The Bernese army held out for about two and a half hours against the larger French army before it finally broke. Most of the Bernese army left the woods in small groups or individually. Of the farmers from Bollingen village, 27 men died in the battle. One report from 1804 stated that the Swiss had 2,000 casualties while the French suffered about 1,600 killed and more wounded. A later estimate was that Bern lost a total of about 700 men in the battles between 2–5 March 1798, but French losses in the campaign are unknown.

==Aftermath==
While General Johann Rudolf von Graffenried had won a victory against the French southern wing at Neuenegg on the same day, the government's surrender and the defeat at Grauholz ended Bernese resistance.

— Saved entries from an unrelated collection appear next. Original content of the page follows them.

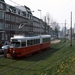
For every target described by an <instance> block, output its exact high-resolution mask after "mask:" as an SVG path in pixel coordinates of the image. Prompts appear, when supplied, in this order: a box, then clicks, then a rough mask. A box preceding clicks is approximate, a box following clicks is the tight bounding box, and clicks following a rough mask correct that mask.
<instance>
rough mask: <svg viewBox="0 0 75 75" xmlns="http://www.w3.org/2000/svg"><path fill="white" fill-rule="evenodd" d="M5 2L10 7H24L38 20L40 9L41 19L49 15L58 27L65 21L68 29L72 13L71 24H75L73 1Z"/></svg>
mask: <svg viewBox="0 0 75 75" xmlns="http://www.w3.org/2000/svg"><path fill="white" fill-rule="evenodd" d="M5 2H6V3H8V4H10V5H18V4H20V5H26V6H28V7H29V8H30V9H31V11H34V12H33V15H34V16H36V17H38V18H40V12H39V11H38V9H40V10H41V17H42V18H43V17H44V16H46V15H47V13H49V14H50V15H51V17H52V18H53V19H54V20H55V21H57V22H58V23H59V24H60V25H63V24H61V23H64V22H65V19H66V22H67V26H68V27H69V26H70V18H71V11H72V15H73V17H72V19H73V21H72V22H73V23H72V24H73V25H74V23H75V0H5Z"/></svg>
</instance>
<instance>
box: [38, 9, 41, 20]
mask: <svg viewBox="0 0 75 75" xmlns="http://www.w3.org/2000/svg"><path fill="white" fill-rule="evenodd" d="M38 11H40V19H41V10H40V9H38Z"/></svg>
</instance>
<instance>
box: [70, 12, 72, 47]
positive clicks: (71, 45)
mask: <svg viewBox="0 0 75 75" xmlns="http://www.w3.org/2000/svg"><path fill="white" fill-rule="evenodd" d="M70 47H72V12H71V27H70Z"/></svg>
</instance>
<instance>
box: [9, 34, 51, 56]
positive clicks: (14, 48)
mask: <svg viewBox="0 0 75 75" xmlns="http://www.w3.org/2000/svg"><path fill="white" fill-rule="evenodd" d="M50 38H51V36H50V35H38V36H32V37H24V36H14V37H11V38H10V47H9V53H10V54H11V56H12V57H23V56H27V55H30V54H33V53H35V52H38V51H41V50H44V49H46V48H49V47H50V44H51V42H50Z"/></svg>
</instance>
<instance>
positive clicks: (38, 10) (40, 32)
mask: <svg viewBox="0 0 75 75" xmlns="http://www.w3.org/2000/svg"><path fill="white" fill-rule="evenodd" d="M38 11H40V35H41V28H42V26H41V10H40V9H38Z"/></svg>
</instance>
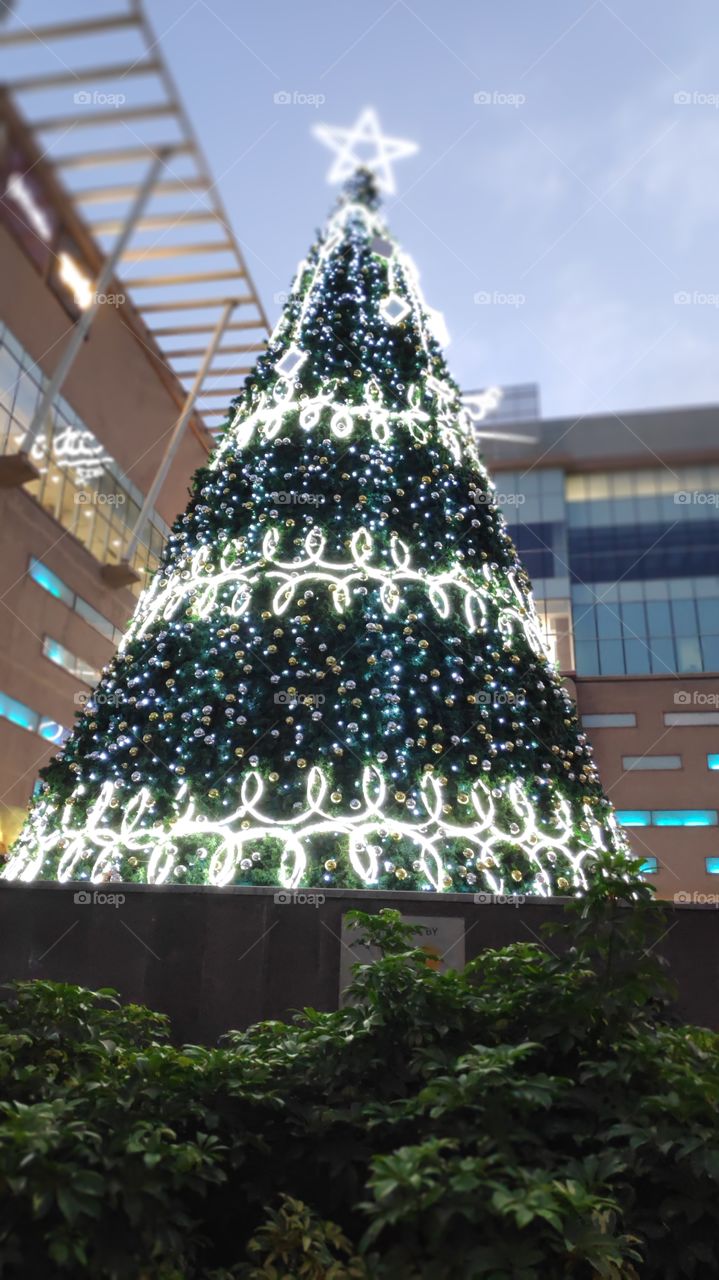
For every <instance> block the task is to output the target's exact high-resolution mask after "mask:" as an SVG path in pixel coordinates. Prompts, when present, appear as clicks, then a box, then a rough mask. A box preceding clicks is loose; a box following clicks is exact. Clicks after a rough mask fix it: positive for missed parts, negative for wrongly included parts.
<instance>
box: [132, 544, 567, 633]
mask: <svg viewBox="0 0 719 1280" xmlns="http://www.w3.org/2000/svg"><path fill="white" fill-rule="evenodd" d="M278 545H279V531H278V530H276V529H270V530H269V531H267V532H266V534H265V538H264V540H262V556H261V557H260V558H258V559H256V561H251V562H249V563H246V562H243V563H242V564H239V563H238V557H239V553H241V552H242V547H241V545H238V543H228V544H226V545H225V548H224V550H223V553H221V556H220V559H219V566H217V570H216V571H210V572H209V573H207V572H206V570H207V566H209V563H210V556H211V552H210V548H207V547H201V548H200V549H198V550H197V552H194V553H193V554H192V557H191V558H189V561H186V562H183V563H180V564H179V566H178V568H177V571H175V572H174V573H173V576H171V579H170V580H169V581H168V580H166V579H165V580H162V579H160V577H156V579H155V581H154V582H152V584H151V586H150V589H148V590H147V591H146V593H145V595H143V596H142V598H141V600H139V604H138V608H137V612H136V614H134V618H133V620H132V622H130V626H129V628H128V631H127V634H125V636H124V637H123V641H122V644H120V652H123V650H124V649H125V648H127V645H128V644H129V643H130V641H132V640H139V639H142V637H143V636H145V635H146V634H147V631H148V630H150V628H151V627H152V626H154V625H155V623H156V622H169V621H170V620H171V618H173V617H174V616H175V614H177V613H178V611H179V609H180V608H184V609H187V608H189V607H191V608H192V612H193V614H194V616H196V617H197V618H200V620H205V618H209V617H210V616H211V614H212V613H214V611H215V609H216V608H217V605H219V603H220V593H221V591H223V589H225V588H228V586H232V588H233V594H232V596H230V598H229V599H228V600H223V602H221V609H223V613H224V616H225V617H233V618H238V617H242V616H243V614H244V613H247V612H248V609H249V605H251V603H252V593H253V589H255V588H257V586H258V585H260V584H262V582H264V581H276V582H278V584H279V585H278V588H276V590H275V594H274V596H273V612H274V613H275V614H276V616H278V617H279V616H281V614H283V613H285V612H287V609H288V608H289V605H290V604H292V603H293V600H294V599H296V596H298V595H301V594H302V591H304V590H307V588H308V586H313V585H319V584H321V582H325V584H326V585H328V588H329V593H330V599H331V603H333V605H334V608H335V612H336V613H344V612H345V611H347V609H348V608H349V605H351V603H352V590H353V588H357V586H363V585H365V584H366V582H367V581H368V582H376V584H379V586H380V599H381V602H383V605H384V608H385V609H386V612H388V613H390V614H391V613H395V612H397V609H398V608H399V604H400V603H402V590H400V588H402V585H403V584H412V585H417V586H422V588H423V589H425V590H426V591H427V596H429V600H430V603H431V605H432V608H434V609H435V611H436V613H438V614H439V616H440V617H441V618H448V617H449V616H450V613H452V599H450V594H449V593H450V591H453V590H455V591H458V593H459V594H461V595H462V603H463V613H464V621H466V623H467V627H468V628H470V631H472V632H473V631H477V630H484V628H485V627H486V623H487V608H489V607H493V605H494V607H495V608H498V609H499V613H498V626H499V630H500V632H502V635H503V636H504V639H505V640H509V639H512V637H513V636H514V635H516V632H517V630H518V631H519V632H523V634H525V636H526V637H527V641H528V644H530V646H531V648H532V650H533V652H535V653H536V654H537V655H539V657H542V658H546V657H548V650H546V643H545V637H544V635H542V630H541V623H540V620H539V617H537V614H536V612H535V608H533V602H532V598H531V595H526V596H523V595H522V593H521V590H519V588H518V585H517V581H516V579H514V576H513V573H508V575H507V579H508V582H509V588H510V590H509V591H507V590H505V589H504V586H503V585H502V582H498V581H496V580H495V579H493V576H491V572H490V570H489V566H484V568H482V580H484V581H482V582H480V584H478V585H477V584H476V582H473V581H472V580H471V579H470V577H468V575H467V573H466V572H464V571H463V570H462V568H457V567H455V568H452V570H445V571H444V572H441V573H430V572H427V571H426V570H415V568H412V564H411V556H409V548H408V547H407V544H406V543H404V541H403V540H402V539H400V538H398V536H397V535H395V534H391V535H390V540H389V550H390V557H391V562H393V563H391V567H390V568H381V567H380V566H377V564H372V556H374V553H375V541H374V539H372V535H371V534H370V532H368V530H367V529H366V527H365V526H361V527H359V529H357V530H356V531H354V534H353V535H352V538H351V540H349V552H351V556H352V559H351V561H347V562H344V563H338V562H335V561H331V559H325V548H326V538H325V535H324V534H322V531H321V529H319V527H316V526H315V527H313V529H311V530H310V532H308V534H307V536H306V538H304V547H303V550H304V556H303V557H294V558H293V559H281V558H280V557H279V556H278ZM269 564H270V566H273V564H274V566H276V567H275V568H267V566H269Z"/></svg>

General Karl Ludwig von Erlach retreated with a portion of his army. He attempted to hold the Schosshalde and Felsenburg, the entrance to the Untertorbrücke and the city of Bern, but was unsuccessful. He then travelled south, preparing to move into the Bernese Oberland and organise a resistance. However, at Wichtrach, he was attacked by either Bernese soldiers or farmers, who believed him to be a traitor and murdered him.

== In popular culture ==

In Season 13 Episode 4 of Archer (2009 TV series), the protagonist Sterling Archer uses the Battle of Grauholz as an obscure reference to highlight the failure of a stronger Swiss force to take down his outmatched team.